In the US, we have 3 hospital beds for every 1000 people, and 2 of them are occupied on average. So we’re going to start having problems once 1 in 1000 people want to go to the hospital for coronavirus, which corresponds to an infection rate around 1%.
So that pushes the moment of great worry forward by quite a bit!
On the other side, it’s hard to predict when supply will again overtake demand. Maybe governmental intervention comes through on a massive scale, maybe mass quarantine works, maybe the weather warms up and transmission declines. But I’m worried it will take months for any of those to happen after the crisis times begin.
I would modify your advice to “2 weeks before all the hospital beds are full (in your local region)”, because 2 weeks is roughly the lag time between exposure and needing hospitalization (I think?). With exponential growth @ 5day doubling time, you really want to not catch it when 0.01%ish of the local population is hospitalized [assuming per-capita hospital beds in your region is typical of the USA]. My region has ~7M people, so I would be thinking about upping my social-isolation game when 700 people in my region are in the hospital, or something vaguely like that.

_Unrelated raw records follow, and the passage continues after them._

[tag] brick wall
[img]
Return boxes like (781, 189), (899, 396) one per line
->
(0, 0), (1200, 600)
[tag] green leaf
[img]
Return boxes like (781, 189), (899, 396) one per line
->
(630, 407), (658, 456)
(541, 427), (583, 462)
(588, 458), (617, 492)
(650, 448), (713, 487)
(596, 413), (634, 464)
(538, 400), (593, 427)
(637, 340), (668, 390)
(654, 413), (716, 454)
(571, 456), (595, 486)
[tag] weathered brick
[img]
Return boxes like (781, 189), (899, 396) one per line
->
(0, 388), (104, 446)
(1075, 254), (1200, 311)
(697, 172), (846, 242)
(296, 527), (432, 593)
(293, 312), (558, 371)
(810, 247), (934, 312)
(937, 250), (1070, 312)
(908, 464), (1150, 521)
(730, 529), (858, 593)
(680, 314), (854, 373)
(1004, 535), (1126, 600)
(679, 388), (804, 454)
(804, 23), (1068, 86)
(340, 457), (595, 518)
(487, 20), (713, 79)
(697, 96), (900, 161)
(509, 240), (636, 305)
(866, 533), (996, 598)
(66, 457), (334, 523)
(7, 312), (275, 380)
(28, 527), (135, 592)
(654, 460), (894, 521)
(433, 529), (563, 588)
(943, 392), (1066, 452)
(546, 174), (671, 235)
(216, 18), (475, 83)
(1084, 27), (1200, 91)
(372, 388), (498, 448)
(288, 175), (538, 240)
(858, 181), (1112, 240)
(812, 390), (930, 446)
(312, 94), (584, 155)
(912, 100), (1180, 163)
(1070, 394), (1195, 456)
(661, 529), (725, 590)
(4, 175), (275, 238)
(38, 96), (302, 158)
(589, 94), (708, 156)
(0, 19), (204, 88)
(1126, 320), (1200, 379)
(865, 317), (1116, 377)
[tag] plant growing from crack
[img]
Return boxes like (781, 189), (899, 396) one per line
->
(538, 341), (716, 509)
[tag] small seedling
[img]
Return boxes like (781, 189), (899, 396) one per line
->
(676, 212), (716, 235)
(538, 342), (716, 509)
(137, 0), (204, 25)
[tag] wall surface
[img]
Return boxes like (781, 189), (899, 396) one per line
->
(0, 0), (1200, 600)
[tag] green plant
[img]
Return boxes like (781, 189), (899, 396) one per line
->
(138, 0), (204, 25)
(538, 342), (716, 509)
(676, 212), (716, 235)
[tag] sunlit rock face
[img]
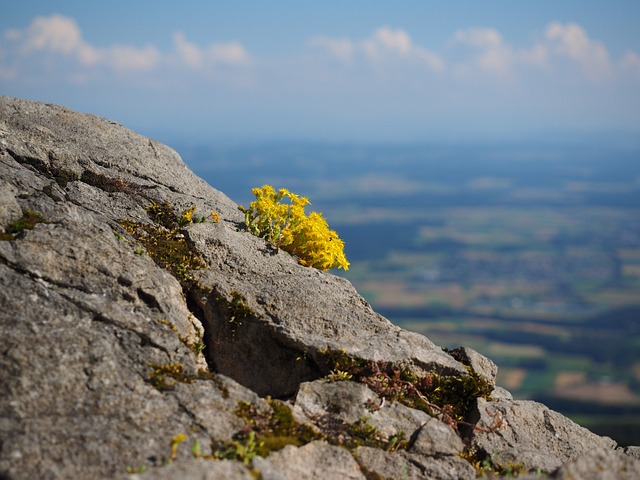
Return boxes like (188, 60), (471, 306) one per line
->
(0, 97), (640, 479)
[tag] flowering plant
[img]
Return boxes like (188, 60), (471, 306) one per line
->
(240, 185), (349, 271)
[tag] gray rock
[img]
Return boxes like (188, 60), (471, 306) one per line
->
(354, 447), (425, 480)
(188, 219), (467, 397)
(553, 448), (640, 480)
(253, 441), (365, 480)
(296, 380), (430, 440)
(449, 347), (498, 385)
(623, 446), (640, 460)
(409, 418), (464, 456)
(472, 398), (616, 472)
(122, 458), (255, 480)
(0, 97), (636, 480)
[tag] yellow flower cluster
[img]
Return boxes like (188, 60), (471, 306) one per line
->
(240, 185), (349, 271)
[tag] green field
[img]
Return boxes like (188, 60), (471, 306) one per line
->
(188, 141), (640, 445)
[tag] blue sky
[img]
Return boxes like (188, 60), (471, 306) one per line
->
(0, 0), (640, 142)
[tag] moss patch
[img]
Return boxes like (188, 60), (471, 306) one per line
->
(0, 208), (49, 240)
(147, 363), (213, 391)
(323, 351), (493, 427)
(118, 201), (207, 287)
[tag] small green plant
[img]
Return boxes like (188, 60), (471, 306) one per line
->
(239, 185), (349, 271)
(0, 208), (49, 240)
(169, 433), (187, 462)
(118, 201), (208, 286)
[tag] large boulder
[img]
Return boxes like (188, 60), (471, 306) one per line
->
(0, 97), (638, 479)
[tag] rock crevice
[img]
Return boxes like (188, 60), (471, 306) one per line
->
(0, 97), (640, 479)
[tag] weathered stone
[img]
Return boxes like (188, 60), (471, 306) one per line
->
(296, 380), (430, 440)
(0, 97), (637, 480)
(409, 418), (464, 456)
(472, 398), (616, 472)
(187, 219), (467, 397)
(354, 447), (425, 480)
(553, 448), (640, 480)
(404, 453), (476, 480)
(253, 441), (365, 480)
(622, 446), (640, 460)
(122, 458), (255, 480)
(449, 347), (498, 385)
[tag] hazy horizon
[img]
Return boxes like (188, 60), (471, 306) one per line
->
(0, 0), (640, 143)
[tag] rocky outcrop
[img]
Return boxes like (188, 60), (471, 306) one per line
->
(0, 97), (640, 479)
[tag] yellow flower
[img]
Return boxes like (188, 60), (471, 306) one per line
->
(240, 185), (349, 271)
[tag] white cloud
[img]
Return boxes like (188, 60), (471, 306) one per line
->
(620, 52), (640, 80)
(309, 27), (444, 71)
(100, 45), (162, 72)
(545, 22), (613, 81)
(0, 14), (250, 78)
(10, 14), (99, 65)
(309, 37), (356, 64)
(454, 27), (548, 79)
(207, 42), (250, 65)
(173, 32), (251, 69)
(173, 32), (204, 69)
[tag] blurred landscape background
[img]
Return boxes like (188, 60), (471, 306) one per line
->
(176, 138), (640, 444)
(0, 0), (640, 445)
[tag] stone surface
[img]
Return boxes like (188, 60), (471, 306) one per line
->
(553, 448), (640, 480)
(0, 97), (637, 480)
(254, 441), (365, 480)
(409, 418), (464, 456)
(473, 398), (616, 473)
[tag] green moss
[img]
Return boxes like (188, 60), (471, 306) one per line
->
(235, 399), (323, 457)
(460, 450), (528, 478)
(147, 363), (212, 391)
(118, 202), (207, 286)
(80, 170), (142, 195)
(322, 351), (493, 426)
(156, 316), (206, 356)
(222, 290), (258, 330)
(0, 208), (49, 240)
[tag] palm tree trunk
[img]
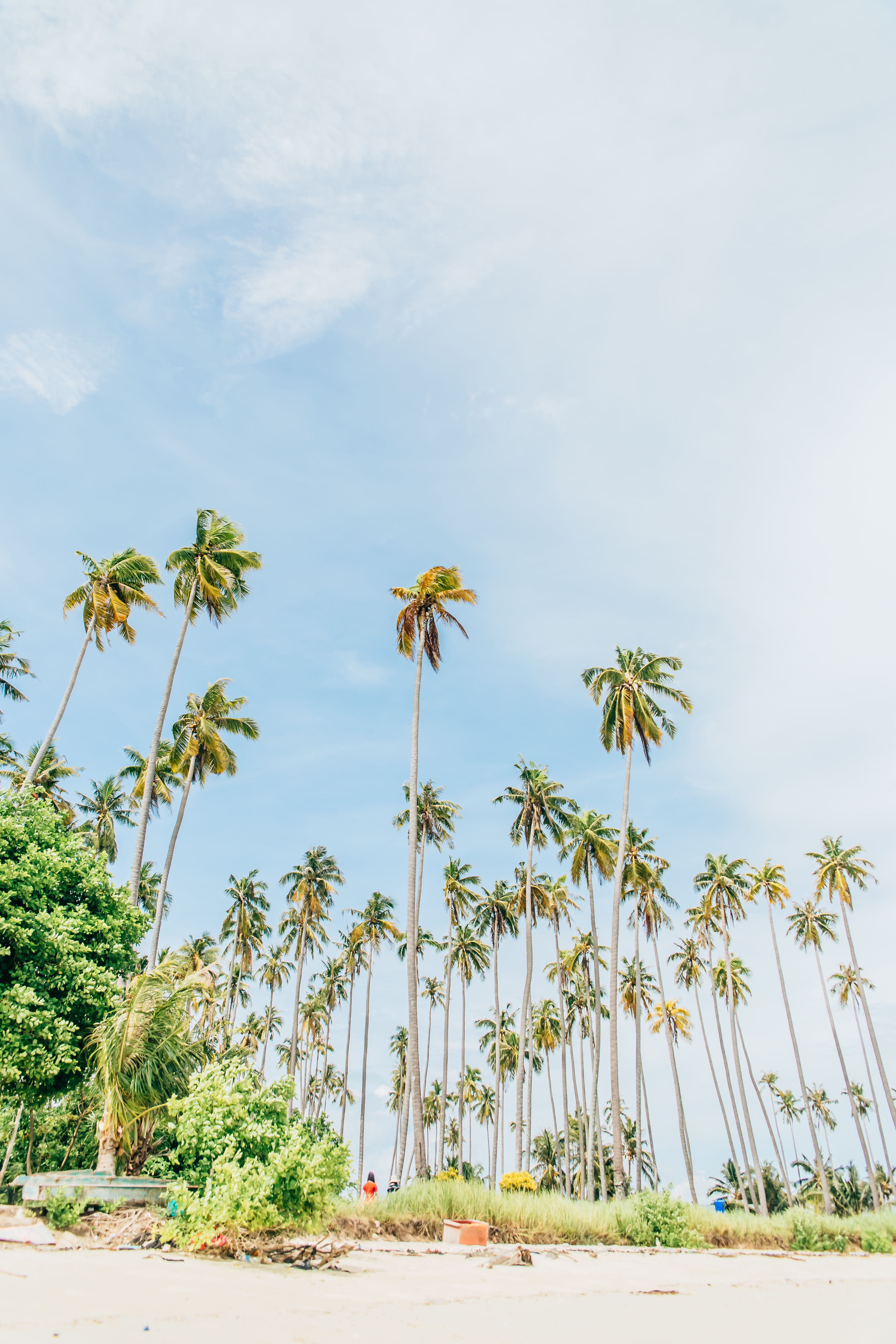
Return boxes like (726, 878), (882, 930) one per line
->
(130, 578), (199, 907)
(407, 640), (426, 1177)
(553, 917), (572, 1199)
(840, 895), (896, 1125)
(435, 906), (454, 1172)
(148, 770), (194, 970)
(0, 1101), (24, 1185)
(653, 930), (697, 1204)
(813, 943), (880, 1214)
(768, 902), (834, 1218)
(610, 741), (631, 1199)
(22, 616), (97, 785)
(357, 942), (373, 1199)
(513, 821), (535, 1171)
(738, 1023), (794, 1208)
(338, 974), (355, 1141)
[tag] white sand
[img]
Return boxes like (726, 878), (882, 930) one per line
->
(0, 1243), (896, 1344)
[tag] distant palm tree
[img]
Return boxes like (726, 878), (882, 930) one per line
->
(129, 508), (262, 905)
(280, 845), (347, 1118)
(391, 564), (476, 1176)
(77, 774), (133, 863)
(24, 546), (161, 790)
(493, 757), (578, 1171)
(349, 891), (400, 1199)
(146, 677), (258, 970)
(582, 646), (692, 1199)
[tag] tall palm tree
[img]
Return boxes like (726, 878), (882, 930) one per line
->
(451, 922), (489, 1172)
(807, 836), (896, 1125)
(343, 891), (400, 1199)
(280, 845), (347, 1123)
(129, 508), (262, 905)
(24, 546), (163, 790)
(390, 564), (476, 1176)
(582, 645), (692, 1199)
(560, 809), (619, 1200)
(693, 854), (768, 1218)
(787, 900), (880, 1212)
(748, 859), (834, 1216)
(435, 859), (480, 1172)
(146, 677), (258, 970)
(476, 879), (518, 1190)
(0, 621), (34, 719)
(493, 757), (578, 1171)
(77, 774), (133, 863)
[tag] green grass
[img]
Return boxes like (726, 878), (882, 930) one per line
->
(329, 1181), (896, 1250)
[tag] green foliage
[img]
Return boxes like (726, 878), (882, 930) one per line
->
(862, 1227), (893, 1255)
(621, 1188), (705, 1246)
(0, 793), (146, 1102)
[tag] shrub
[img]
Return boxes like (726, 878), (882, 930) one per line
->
(501, 1172), (537, 1195)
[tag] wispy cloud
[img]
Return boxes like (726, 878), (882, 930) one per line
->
(0, 328), (99, 415)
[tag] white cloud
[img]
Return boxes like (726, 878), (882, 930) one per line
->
(0, 328), (98, 415)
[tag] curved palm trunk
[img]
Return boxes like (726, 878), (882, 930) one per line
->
(130, 579), (199, 906)
(513, 823), (535, 1171)
(840, 895), (896, 1125)
(768, 902), (834, 1218)
(357, 942), (373, 1199)
(338, 974), (355, 1140)
(22, 616), (98, 790)
(149, 770), (194, 970)
(653, 933), (697, 1204)
(610, 738), (631, 1199)
(813, 943), (880, 1214)
(721, 906), (768, 1218)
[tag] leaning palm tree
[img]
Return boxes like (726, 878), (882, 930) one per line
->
(493, 757), (578, 1171)
(24, 546), (161, 786)
(582, 646), (692, 1199)
(146, 677), (258, 970)
(748, 859), (834, 1216)
(77, 774), (133, 863)
(130, 508), (262, 905)
(787, 900), (880, 1212)
(349, 891), (400, 1199)
(807, 836), (896, 1125)
(280, 844), (345, 1116)
(693, 854), (768, 1218)
(390, 564), (476, 1176)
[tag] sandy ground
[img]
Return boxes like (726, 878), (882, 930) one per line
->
(0, 1243), (896, 1344)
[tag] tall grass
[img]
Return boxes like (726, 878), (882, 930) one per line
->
(330, 1181), (896, 1250)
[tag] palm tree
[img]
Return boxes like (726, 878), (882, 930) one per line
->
(693, 854), (768, 1218)
(582, 645), (692, 1199)
(129, 508), (262, 905)
(146, 677), (258, 970)
(748, 859), (833, 1216)
(493, 757), (578, 1171)
(559, 809), (619, 1200)
(807, 836), (896, 1125)
(451, 922), (489, 1172)
(280, 845), (344, 1118)
(343, 891), (400, 1199)
(24, 546), (163, 790)
(787, 900), (880, 1212)
(390, 564), (476, 1176)
(0, 621), (34, 719)
(258, 942), (293, 1078)
(77, 774), (133, 863)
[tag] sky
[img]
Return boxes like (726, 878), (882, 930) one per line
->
(0, 0), (896, 1198)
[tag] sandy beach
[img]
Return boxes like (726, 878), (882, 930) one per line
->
(0, 1243), (896, 1344)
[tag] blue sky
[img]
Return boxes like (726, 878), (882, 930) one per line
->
(0, 0), (896, 1199)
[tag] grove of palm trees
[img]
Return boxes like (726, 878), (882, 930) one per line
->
(0, 524), (896, 1248)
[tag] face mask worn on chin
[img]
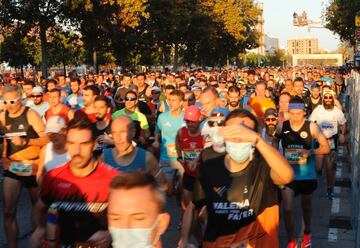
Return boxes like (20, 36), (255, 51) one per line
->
(225, 141), (254, 163)
(109, 216), (160, 248)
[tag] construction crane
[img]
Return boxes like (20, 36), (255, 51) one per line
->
(293, 11), (324, 32)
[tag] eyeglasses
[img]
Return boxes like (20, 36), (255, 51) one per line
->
(208, 120), (225, 127)
(265, 117), (277, 121)
(2, 97), (20, 105)
(125, 97), (137, 102)
(31, 95), (42, 98)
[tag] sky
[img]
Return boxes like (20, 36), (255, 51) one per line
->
(258, 0), (340, 51)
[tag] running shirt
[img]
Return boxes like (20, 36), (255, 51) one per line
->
(181, 127), (205, 177)
(4, 107), (40, 176)
(194, 154), (279, 248)
(104, 147), (146, 172)
(277, 120), (317, 180)
(40, 162), (118, 246)
(44, 142), (70, 171)
(155, 111), (185, 160)
(309, 105), (346, 138)
(45, 104), (71, 124)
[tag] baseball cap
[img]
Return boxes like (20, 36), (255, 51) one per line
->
(264, 108), (278, 118)
(151, 86), (161, 92)
(191, 84), (202, 91)
(210, 107), (230, 117)
(31, 86), (44, 94)
(184, 105), (201, 121)
(45, 115), (66, 133)
(322, 89), (336, 97)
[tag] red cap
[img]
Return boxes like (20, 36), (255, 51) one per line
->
(184, 105), (201, 121)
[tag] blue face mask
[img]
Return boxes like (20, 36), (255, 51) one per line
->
(225, 141), (254, 164)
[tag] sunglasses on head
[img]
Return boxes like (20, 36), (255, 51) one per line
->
(2, 97), (20, 105)
(125, 97), (137, 102)
(208, 120), (225, 127)
(265, 117), (277, 121)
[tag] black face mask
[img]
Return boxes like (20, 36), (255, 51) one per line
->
(230, 101), (239, 108)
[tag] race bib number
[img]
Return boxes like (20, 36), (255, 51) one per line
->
(327, 138), (335, 150)
(9, 162), (32, 176)
(285, 148), (307, 165)
(166, 144), (177, 158)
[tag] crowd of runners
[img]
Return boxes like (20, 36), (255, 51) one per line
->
(0, 67), (348, 248)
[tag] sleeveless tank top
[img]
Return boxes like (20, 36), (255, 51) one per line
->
(44, 142), (70, 171)
(181, 127), (205, 177)
(4, 107), (40, 176)
(45, 104), (71, 124)
(104, 147), (146, 172)
(281, 120), (317, 180)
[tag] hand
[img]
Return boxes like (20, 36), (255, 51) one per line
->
(88, 231), (111, 248)
(30, 227), (45, 248)
(339, 134), (345, 144)
(152, 141), (160, 149)
(10, 136), (26, 146)
(218, 124), (260, 143)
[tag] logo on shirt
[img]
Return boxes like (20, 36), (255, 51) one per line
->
(300, 131), (308, 139)
(213, 186), (227, 197)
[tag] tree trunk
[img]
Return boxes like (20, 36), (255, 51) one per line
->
(93, 49), (99, 74)
(173, 43), (179, 72)
(63, 61), (66, 77)
(40, 23), (47, 79)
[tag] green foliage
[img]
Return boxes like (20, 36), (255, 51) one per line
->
(325, 0), (360, 45)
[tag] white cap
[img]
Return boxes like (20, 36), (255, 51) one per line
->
(31, 86), (44, 94)
(45, 115), (66, 133)
(151, 86), (161, 92)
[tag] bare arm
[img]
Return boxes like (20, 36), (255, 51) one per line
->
(27, 109), (50, 146)
(310, 122), (330, 155)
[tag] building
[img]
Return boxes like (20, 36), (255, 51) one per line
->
(287, 37), (319, 55)
(264, 34), (279, 55)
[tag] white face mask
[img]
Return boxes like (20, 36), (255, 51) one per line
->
(225, 141), (254, 163)
(109, 216), (160, 248)
(210, 127), (225, 153)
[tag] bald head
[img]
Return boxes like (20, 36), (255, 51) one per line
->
(111, 115), (135, 153)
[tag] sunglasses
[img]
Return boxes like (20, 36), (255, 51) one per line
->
(208, 120), (225, 127)
(2, 97), (20, 105)
(265, 117), (277, 121)
(125, 97), (137, 102)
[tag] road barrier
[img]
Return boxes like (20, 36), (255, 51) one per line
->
(345, 70), (360, 247)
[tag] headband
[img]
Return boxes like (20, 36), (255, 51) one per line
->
(289, 103), (305, 110)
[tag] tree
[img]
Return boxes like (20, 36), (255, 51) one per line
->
(325, 0), (360, 45)
(48, 26), (83, 75)
(0, 0), (63, 77)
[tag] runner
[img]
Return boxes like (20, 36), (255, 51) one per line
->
(31, 119), (118, 247)
(277, 97), (330, 248)
(101, 115), (166, 183)
(36, 115), (70, 184)
(94, 96), (114, 157)
(108, 171), (170, 248)
(45, 89), (74, 123)
(0, 85), (48, 248)
(153, 90), (185, 195)
(28, 86), (50, 118)
(194, 110), (293, 248)
(309, 90), (346, 200)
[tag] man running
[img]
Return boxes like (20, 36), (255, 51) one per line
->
(0, 85), (48, 248)
(31, 118), (118, 247)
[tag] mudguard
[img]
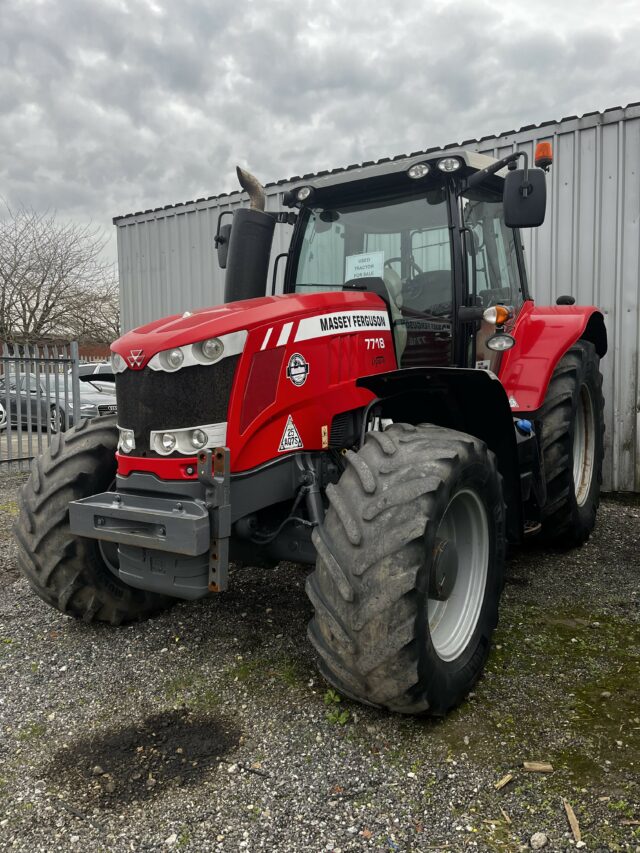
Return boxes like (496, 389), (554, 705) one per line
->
(498, 302), (607, 414)
(356, 367), (523, 542)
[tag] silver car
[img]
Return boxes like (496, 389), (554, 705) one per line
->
(0, 373), (117, 432)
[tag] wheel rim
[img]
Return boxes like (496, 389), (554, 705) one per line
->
(427, 489), (489, 661)
(573, 385), (596, 506)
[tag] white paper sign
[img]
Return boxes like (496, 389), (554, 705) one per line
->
(344, 252), (384, 281)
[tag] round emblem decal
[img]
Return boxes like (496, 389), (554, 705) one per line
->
(287, 352), (309, 388)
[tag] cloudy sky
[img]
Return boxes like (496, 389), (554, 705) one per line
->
(0, 0), (640, 260)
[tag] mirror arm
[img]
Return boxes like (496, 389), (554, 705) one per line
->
(213, 210), (233, 249)
(460, 151), (529, 194)
(263, 210), (298, 225)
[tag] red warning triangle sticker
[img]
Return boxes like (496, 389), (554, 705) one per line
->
(278, 415), (304, 453)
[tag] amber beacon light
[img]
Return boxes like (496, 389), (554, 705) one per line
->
(535, 142), (553, 171)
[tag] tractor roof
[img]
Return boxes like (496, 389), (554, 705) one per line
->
(298, 148), (506, 197)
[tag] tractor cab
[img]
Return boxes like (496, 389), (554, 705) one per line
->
(221, 149), (551, 372)
(285, 152), (528, 370)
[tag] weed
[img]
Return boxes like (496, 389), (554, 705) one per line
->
(324, 689), (351, 726)
(18, 723), (47, 743)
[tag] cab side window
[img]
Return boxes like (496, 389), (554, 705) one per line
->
(463, 197), (523, 309)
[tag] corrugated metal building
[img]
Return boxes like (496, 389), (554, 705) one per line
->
(114, 103), (640, 491)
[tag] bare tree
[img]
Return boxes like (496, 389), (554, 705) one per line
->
(0, 202), (119, 343)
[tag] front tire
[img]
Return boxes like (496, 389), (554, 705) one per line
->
(307, 424), (505, 716)
(536, 341), (604, 548)
(14, 416), (174, 625)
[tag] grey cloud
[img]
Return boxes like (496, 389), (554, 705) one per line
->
(0, 0), (640, 250)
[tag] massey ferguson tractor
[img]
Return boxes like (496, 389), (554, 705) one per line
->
(16, 144), (607, 715)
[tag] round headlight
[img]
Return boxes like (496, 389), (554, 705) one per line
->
(407, 163), (429, 181)
(438, 157), (461, 172)
(201, 338), (224, 361)
(165, 348), (184, 370)
(111, 352), (127, 373)
(486, 334), (516, 352)
(191, 429), (208, 450)
(160, 432), (176, 453)
(120, 429), (136, 453)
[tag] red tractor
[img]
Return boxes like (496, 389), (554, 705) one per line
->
(16, 146), (607, 715)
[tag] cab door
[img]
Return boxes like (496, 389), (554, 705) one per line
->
(461, 187), (527, 373)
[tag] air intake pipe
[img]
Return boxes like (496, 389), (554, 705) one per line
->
(224, 166), (276, 302)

Probably adjust that down quite a bit for uncertainty in the input parameters, and for not all cases being diagnosed (even in the hospital). Adjust down even more if lots of hospital staff are likely to get sick or quarantined because they’re not taking appropriate precautions, which seems probable at the moment.
Why do you believe that about the number of hospital beds? This seems like an important number to have, I wasn’t sure of it myself.
Hospital beds per 1000 people - some world data
As leggi said, the USA has about 3 hospital beds per 1000 people, and utilization is about 67%.
As for why it’s a good proxy… I couldn’t think of a better one that’s simple and objective. Can you?